Through the curve in Figure 10, we can see that the maximum principal stress in the front of the perforation is the largest when the perforation is along the direction of the horizontal minimum principal stress, and when the maximum principal stress exceeds the tensile strength of the shale, cracks will occur and expand. When perforating along the direction of maximum principal stress, the maximum principal stress at the front of perforating is minimum. It can also be seen from Figure 10 that with the increase of perforation angle, the maximum principal stress at the front end of perforation gradually decreases. Therefore, when the perforation is along the direction of the horizontal minimum principal stress, the rock mass is most likely to rupture. In practical engineering, the perforation direction should be along the direction of the horizontal minimum principal stress, so that hydraulic fracturing can achieve the best effect.

4. Conclusion

Low porosity and low permeability reservoirs, such as shale reservoir and tight sandstone reservoir, need fracturing to obtain production capacity. The selection of perforating parameters directly affects the fracturing effect and success rate of low porosity and low permeability reservoir.
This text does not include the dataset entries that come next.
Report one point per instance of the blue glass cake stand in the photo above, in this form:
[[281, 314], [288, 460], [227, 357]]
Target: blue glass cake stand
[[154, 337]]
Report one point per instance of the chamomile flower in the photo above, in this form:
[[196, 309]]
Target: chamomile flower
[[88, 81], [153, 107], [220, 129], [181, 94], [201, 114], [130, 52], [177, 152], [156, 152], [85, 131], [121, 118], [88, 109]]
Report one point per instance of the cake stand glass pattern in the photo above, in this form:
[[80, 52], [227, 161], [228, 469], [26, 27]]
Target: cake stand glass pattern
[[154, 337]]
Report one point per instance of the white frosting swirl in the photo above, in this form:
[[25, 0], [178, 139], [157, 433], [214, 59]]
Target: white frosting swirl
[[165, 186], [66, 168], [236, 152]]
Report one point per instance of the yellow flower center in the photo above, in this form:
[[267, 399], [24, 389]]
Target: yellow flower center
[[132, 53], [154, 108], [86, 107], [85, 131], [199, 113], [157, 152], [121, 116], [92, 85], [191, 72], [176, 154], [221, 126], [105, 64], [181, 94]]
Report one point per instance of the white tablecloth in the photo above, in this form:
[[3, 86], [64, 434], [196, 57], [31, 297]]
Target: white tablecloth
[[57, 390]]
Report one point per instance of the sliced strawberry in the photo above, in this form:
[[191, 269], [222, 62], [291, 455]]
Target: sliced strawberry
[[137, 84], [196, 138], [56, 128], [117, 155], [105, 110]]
The perforation orientation affects the fracture pressure, fracture turning, and fracture morphology, which determines the success or failure of the volume fracturing. The conclusions are revealed through numerical research: (1)When the ground stress conditions are equal, with the increase of perforation angle, the maximum principal stress at the front of perforation decreases gradually; that is, when the perforation is along the horizontal minimum principal stress, the maximum principal stress at the front of perforation is the largest; so, it is most conducive to the fracturing of shale reservoirs(2)When the perforation is along the direction of the horizontal minimum principal stress and the horizontal stress difference is zero, the smaller the horizontal stress, the greater the maximum principal stress at the front of the perforation. Therefore, the smaller the horizontal stress, the more conducive to the fracture of shale reservoirs(3)When the perforation is along the horizontal minimum principal stress, the maximum principal stress at the front end of the perforation increases with the increase of the horizontal stress difference. Therefore, the greater the horizontal stress difference, the more conducive to the rupture of shale reservoirs

Data Availability

The data used to support the findings of this study are included within the article.

Conflicts of Interest

The authors declare that they have no conflicts of interest.

Acknowledgments

This work was financially supported by the National Natural Science Foundation of China (41807254), China Postdoctoral Science Foundation (2020M682372), Young Talent Support Project of Henan Province (2021HYTP013), the Key Research & Development and Promotion Projects of Henan Province (No. 212102310374), and Key Engineering Technology for Exploration and Development of Tight Gas in Northeastern Sichuan Basin of China (P21115).